Hey, thanks for sharing your code! Is the code specifically for generating the SDD dataset public? I'm interested in playing around with different target times. Thanks!

Thanks for your interest in our code.

We can share with you most of the processing code which results in obtaining the structure of our processed dataset including both the images and floats files.

I have added two files: extract_frames.py and parse_annotation.py. You need to run them in that order. This will create the structure of the dataset including images and floats files.

Then you need to write your own script which creates the scene.txt file for each scene. The structure of the scene.txt file is already explained in the README:
scene.txt: each line represent one testing sequence and has the following format: tracking_id img_0,img_1,img_2,img_future.
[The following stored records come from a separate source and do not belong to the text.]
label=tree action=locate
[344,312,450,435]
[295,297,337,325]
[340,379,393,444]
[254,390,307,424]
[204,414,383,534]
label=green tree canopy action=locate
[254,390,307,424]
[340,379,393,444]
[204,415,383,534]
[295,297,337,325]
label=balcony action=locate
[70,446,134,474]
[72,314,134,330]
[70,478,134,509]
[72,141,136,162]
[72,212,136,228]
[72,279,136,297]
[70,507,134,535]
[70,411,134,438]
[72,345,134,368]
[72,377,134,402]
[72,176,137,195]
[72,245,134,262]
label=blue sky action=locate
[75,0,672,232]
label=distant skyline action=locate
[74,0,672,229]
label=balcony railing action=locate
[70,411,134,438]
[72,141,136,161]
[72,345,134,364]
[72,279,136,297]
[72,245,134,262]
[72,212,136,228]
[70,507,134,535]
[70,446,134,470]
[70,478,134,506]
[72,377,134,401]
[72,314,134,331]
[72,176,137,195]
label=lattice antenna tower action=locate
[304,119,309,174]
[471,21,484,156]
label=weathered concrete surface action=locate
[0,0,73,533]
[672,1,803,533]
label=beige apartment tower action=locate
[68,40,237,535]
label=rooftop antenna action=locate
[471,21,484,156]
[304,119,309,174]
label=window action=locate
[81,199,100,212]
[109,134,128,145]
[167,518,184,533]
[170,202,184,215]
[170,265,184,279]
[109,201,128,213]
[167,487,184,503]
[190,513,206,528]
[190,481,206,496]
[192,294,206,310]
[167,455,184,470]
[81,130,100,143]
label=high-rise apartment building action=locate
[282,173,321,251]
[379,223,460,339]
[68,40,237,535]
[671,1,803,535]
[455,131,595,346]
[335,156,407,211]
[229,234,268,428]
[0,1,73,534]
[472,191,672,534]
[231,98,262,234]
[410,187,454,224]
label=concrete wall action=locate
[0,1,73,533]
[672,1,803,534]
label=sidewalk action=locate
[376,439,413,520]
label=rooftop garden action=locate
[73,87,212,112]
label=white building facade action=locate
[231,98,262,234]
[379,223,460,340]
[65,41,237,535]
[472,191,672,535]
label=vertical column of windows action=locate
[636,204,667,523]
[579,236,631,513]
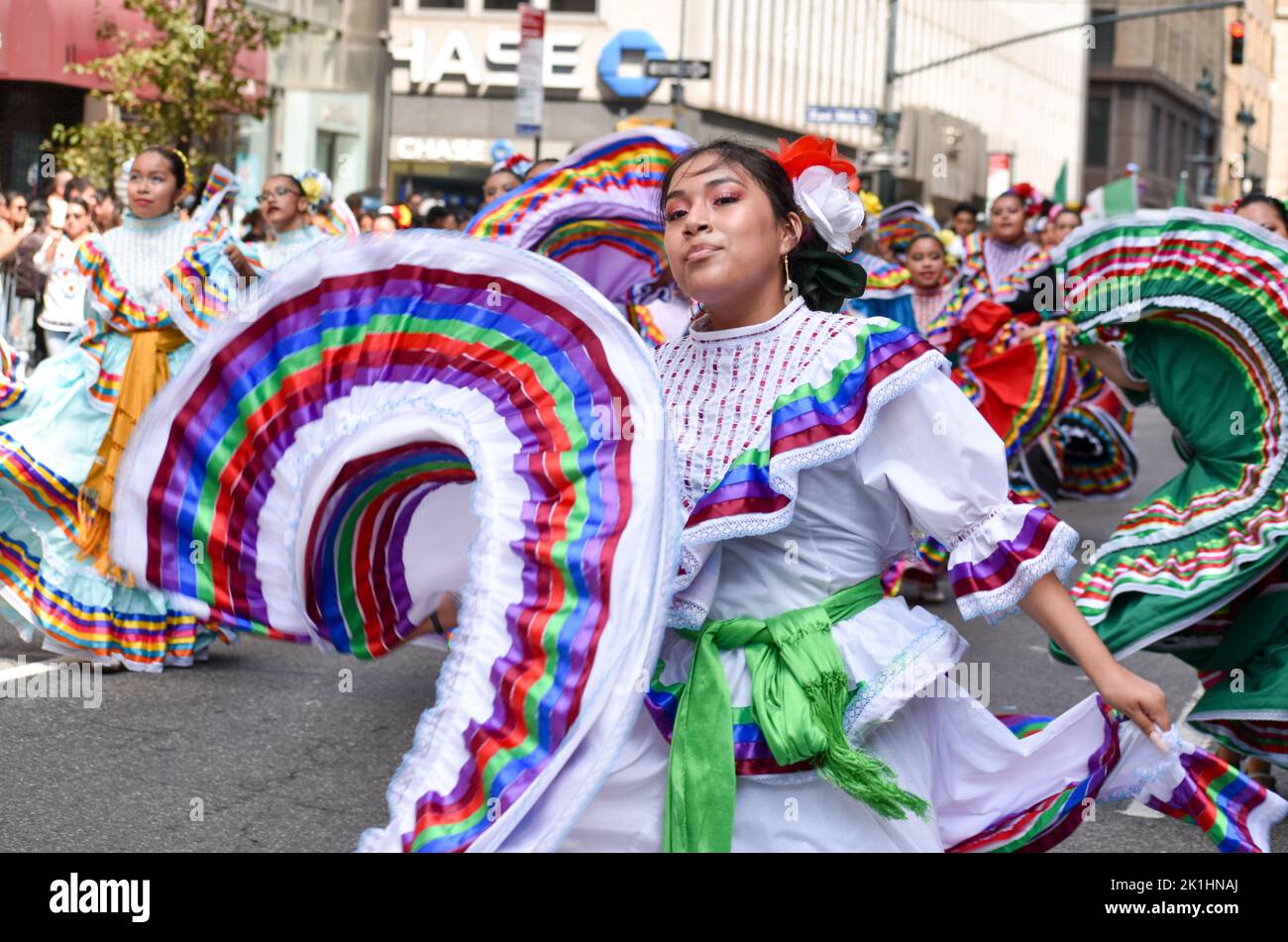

This can be created by iterating over the files (which are generated from the above two scripts) and then writing the scene.txt file in the format described above. Unfortunately our script for creating the scene.txt file operates on a private different strcuture and thus cannot be shared. However, writing your own script should not be too hard and you are welcome to write for clarification.

Best,

Ah this is perfect, thanks so much for the rapid response! Skimming through the files, I think this is exactly what I needed.

Best,
-Alex

@os1a
Can you explain a little more how scene.txt files were created? I understand the format and that first three frames are x, x + 15, x + 30 and the fourth is x + 180, but I don't know:

  • how are tracking_ids chosen and if they matter?
  • what determines the number of lines per file?
  • can it happen that in the fourth frame the object is out of the picture?

I also have one question regarding parse_annotation.py:

  • is it safe to filter occluded images? Can it cause some prediction problems when ground truth is occluded?